Have you ever tried tapping the bottom of a pan full of boiling soup? I do it all the time. And unless I hear that low hollow sound, I don’t consider the soup as cooked.

Tapping the bottom of a pan, with boiling soup in it, makes a significantly hollow sound. The frequency of sound that comes from such a tap seems to be much lower than what you’d actually hear if you tapped the bottom of a pan with same amount of cold still water. This effect has a name and is called the hot chocolate effect. Here is how it works.

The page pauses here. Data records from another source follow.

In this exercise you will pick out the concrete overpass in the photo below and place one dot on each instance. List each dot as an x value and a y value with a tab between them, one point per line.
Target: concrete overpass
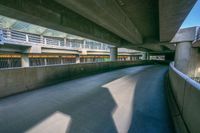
91	97
121	23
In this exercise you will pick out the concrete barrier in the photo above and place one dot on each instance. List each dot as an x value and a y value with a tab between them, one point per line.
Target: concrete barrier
186	93
18	80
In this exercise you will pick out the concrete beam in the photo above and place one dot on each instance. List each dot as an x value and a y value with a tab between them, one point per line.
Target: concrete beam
172	13
50	14
108	14
185	35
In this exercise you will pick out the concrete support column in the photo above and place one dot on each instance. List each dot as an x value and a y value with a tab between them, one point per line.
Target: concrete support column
145	56
182	56
78	59
61	60
187	59
25	60
113	53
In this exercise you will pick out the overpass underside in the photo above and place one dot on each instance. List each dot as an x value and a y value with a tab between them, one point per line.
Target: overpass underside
66	98
111	102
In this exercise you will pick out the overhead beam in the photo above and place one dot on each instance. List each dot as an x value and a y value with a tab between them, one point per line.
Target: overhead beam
108	14
49	13
172	13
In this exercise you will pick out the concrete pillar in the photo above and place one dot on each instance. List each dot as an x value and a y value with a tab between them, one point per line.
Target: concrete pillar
25	60
61	60
187	59
113	53
145	56
182	56
78	59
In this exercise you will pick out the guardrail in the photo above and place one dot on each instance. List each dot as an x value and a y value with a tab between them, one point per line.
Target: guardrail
34	39
186	93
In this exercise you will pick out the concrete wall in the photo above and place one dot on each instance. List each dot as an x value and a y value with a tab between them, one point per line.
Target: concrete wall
186	107
18	80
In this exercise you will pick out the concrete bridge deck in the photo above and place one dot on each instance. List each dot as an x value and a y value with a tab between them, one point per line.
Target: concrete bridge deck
127	100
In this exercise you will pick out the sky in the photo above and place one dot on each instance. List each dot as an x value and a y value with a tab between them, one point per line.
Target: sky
193	19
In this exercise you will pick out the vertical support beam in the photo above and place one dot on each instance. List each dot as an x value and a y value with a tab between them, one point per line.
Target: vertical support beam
45	61
61	59
78	59
182	56
145	56
113	53
25	60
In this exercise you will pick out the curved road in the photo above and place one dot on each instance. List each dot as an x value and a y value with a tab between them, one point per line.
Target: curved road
130	100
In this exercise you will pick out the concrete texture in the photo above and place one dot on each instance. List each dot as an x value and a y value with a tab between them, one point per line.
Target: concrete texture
186	93
127	23
18	80
187	59
113	53
182	56
126	100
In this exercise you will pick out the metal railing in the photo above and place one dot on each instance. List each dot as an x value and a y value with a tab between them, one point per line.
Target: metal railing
34	39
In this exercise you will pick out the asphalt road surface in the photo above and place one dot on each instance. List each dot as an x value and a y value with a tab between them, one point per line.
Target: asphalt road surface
130	100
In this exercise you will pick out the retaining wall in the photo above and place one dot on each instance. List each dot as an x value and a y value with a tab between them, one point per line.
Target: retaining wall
185	101
18	80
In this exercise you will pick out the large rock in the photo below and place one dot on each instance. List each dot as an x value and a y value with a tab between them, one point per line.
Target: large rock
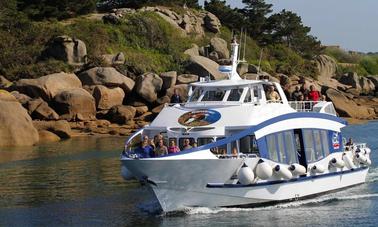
4	83
16	125
187	79
204	67
327	67
75	104
169	79
220	47
61	128
107	76
71	50
148	85
212	23
107	97
39	109
6	96
48	86
121	114
346	107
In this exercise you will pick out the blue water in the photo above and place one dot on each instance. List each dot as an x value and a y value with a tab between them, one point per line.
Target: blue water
77	182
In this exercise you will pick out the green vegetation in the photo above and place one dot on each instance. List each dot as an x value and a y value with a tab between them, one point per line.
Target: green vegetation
362	64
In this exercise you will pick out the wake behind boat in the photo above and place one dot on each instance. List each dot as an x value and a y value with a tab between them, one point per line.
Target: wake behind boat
242	143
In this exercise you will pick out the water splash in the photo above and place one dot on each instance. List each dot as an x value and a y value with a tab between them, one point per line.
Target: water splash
308	202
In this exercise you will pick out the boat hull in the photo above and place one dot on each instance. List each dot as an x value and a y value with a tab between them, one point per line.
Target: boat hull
180	192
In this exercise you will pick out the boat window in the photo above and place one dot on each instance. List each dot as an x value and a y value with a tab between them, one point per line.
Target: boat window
272	148
196	94
325	143
292	156
204	141
213	95
235	94
248	97
318	145
281	147
186	147
248	145
220	150
309	145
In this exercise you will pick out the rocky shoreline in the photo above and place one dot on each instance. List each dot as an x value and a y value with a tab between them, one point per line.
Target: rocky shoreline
108	101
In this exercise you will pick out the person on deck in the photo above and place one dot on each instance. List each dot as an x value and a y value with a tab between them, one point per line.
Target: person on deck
176	97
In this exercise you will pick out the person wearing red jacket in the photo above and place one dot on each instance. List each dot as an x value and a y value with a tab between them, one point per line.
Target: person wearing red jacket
313	95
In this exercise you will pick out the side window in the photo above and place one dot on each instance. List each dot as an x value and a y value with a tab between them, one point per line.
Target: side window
248	97
235	94
309	145
292	156
272	148
325	142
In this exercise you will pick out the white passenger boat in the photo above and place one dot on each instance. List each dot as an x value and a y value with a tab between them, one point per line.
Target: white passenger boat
250	150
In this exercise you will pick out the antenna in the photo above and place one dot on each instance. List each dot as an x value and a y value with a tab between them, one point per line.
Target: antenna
258	69
245	43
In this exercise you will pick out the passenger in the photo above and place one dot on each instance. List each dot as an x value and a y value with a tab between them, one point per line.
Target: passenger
304	89
187	144
172	147
145	150
296	93
271	94
314	94
176	97
349	144
161	149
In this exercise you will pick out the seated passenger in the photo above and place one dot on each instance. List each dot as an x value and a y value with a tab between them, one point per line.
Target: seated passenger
161	149
172	147
271	94
187	144
145	150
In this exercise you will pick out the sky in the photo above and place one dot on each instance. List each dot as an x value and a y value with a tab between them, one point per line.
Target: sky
351	24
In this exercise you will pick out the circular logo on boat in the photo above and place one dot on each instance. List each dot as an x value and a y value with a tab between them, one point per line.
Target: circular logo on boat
199	118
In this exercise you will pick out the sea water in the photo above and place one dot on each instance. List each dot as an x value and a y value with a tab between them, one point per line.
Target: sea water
78	182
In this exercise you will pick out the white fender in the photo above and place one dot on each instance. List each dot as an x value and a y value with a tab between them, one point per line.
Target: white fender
348	161
317	168
126	174
246	175
282	172
297	169
336	162
361	158
263	170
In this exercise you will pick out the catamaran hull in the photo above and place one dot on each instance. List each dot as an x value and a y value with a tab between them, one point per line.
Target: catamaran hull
201	191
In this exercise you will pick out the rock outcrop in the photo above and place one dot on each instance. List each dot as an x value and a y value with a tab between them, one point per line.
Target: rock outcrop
107	97
68	49
75	104
48	86
107	76
16	125
148	85
204	67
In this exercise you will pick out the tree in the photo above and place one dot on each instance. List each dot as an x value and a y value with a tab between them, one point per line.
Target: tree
231	18
287	28
256	12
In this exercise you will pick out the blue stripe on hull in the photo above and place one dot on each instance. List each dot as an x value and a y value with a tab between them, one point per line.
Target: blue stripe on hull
216	185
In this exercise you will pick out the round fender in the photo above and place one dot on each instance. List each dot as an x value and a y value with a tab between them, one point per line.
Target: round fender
297	169
348	161
246	175
336	162
263	170
282	172
317	168
126	174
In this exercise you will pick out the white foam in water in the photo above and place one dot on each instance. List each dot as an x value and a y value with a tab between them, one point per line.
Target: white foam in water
206	210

Water is about 800 times denser than air. Also since air is 15,000 times more compressible than water, sound travels faster in water, than in air. Sound travelling faster in a medium (water in this case), creates a standing wave that has a higher frequency than a standing wave created in a column of some other medium which is less dense (like air).

Boiling liquid, or specifically boiling soup has a lot of air bubbles trapped in it. As a result, the average density of the liquid + air concoction decreases, and the compressibility becomes much higher. This makes the sound travel much slower in it.

So, the sound that comes from tapping the bottom of a container full of thick boiling liquid with a lot of air bubbles trapped in it makes that low-pitched sound. I find it extremely satisfying. Moreover, it is good to know that they  have a name for it!